La escalada en las tensiones militares entre Irán y Estados Unidos ha alcanzado niveles críticos esta semana, tras una serie de ataques aéreos dirigidos a objetivos estadounidenses e israelíes. Estos incidentes, sumados a la amenaza de un posible cierre del estrecho de Ormuz, han generado un clima de incertidumbre en los mercados globales y han puesto de relieve la vulnerabilidad del suministro de energía a nivel mundial.
La intensificación del conflicto ha tenido repercusiones inmediatas sobre la seguridad en la región, el comercio energético internacional y la estabilidad global. Un eventual cierre o bloqueo del estrecho de Ormuz, por donde transita aproximadamente un tercio del petróleo que se exporta a China y gran parte del gas natural licuado, ha provocado una notable volatilidad en los mercados, aumentando los precios del crudo y elevando el riesgo de una crisis económica prolongada que podría impactar a múltiples actores a nivel global.
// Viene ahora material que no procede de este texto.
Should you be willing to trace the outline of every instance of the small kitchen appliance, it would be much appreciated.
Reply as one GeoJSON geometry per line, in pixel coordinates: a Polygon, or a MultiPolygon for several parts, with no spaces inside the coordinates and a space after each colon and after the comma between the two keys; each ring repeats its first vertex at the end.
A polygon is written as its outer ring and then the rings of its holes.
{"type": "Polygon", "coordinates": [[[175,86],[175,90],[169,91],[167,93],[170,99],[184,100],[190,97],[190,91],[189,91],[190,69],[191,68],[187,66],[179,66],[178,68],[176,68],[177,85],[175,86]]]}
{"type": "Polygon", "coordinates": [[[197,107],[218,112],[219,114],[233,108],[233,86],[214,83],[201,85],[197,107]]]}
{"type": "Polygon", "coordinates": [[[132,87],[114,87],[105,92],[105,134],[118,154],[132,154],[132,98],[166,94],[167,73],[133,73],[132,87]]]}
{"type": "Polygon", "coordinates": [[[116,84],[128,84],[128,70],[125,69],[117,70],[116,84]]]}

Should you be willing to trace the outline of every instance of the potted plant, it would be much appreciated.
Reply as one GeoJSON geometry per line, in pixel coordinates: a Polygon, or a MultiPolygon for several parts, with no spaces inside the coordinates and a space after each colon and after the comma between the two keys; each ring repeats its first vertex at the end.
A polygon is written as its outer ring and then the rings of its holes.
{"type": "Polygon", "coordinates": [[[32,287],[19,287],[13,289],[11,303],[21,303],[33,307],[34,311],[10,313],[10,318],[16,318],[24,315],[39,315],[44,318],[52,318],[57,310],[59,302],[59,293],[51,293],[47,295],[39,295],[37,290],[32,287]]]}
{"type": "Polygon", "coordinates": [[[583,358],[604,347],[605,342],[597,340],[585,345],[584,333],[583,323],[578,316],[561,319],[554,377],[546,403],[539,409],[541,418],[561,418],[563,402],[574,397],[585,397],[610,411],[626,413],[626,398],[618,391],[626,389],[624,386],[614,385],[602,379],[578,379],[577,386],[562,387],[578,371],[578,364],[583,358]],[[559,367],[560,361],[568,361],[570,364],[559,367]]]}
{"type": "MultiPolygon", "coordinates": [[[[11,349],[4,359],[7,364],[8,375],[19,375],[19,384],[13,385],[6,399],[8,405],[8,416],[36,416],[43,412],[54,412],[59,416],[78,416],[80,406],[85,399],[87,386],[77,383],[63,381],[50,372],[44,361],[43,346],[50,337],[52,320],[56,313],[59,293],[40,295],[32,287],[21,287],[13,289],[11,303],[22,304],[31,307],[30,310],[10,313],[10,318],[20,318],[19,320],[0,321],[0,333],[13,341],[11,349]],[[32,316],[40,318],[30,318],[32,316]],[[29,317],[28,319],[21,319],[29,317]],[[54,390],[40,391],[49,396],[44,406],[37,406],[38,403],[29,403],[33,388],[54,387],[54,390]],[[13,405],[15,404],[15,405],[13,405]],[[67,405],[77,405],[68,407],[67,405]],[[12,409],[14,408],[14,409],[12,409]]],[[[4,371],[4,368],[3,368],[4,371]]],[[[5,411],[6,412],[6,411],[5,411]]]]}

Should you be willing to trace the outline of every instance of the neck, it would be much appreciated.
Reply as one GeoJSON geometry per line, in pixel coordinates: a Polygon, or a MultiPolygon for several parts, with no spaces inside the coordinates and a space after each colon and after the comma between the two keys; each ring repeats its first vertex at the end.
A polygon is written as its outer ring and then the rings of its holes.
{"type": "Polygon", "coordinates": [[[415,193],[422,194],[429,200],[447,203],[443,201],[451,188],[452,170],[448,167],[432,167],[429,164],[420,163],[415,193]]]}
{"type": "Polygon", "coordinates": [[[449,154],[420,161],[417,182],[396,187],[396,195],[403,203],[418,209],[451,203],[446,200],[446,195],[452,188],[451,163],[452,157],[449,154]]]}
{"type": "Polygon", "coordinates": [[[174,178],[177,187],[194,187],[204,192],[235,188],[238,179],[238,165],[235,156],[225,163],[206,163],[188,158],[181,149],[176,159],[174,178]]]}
A diferencia de confrontaciones anteriores en la región, esta vez no se ha visto una intervención terrestre por parte de Estados Unidos, concentrándose las operaciones en bombardeos aéreos. La comunidad internacional se encuentra en estado de alerta, a medida que ambos países mantienen posiciones rígidas y han reforzado su presencia militar, con el fin de salvaguardar sus intereses estratégicos y evitar ataques adicionales. La tecnología militar iraní, particularmente el uso de drones kamikaze, ha permitido a Teherán realizar ataques constantes, lo que ha elevado la preocupación sobre la estabilidad en la zona.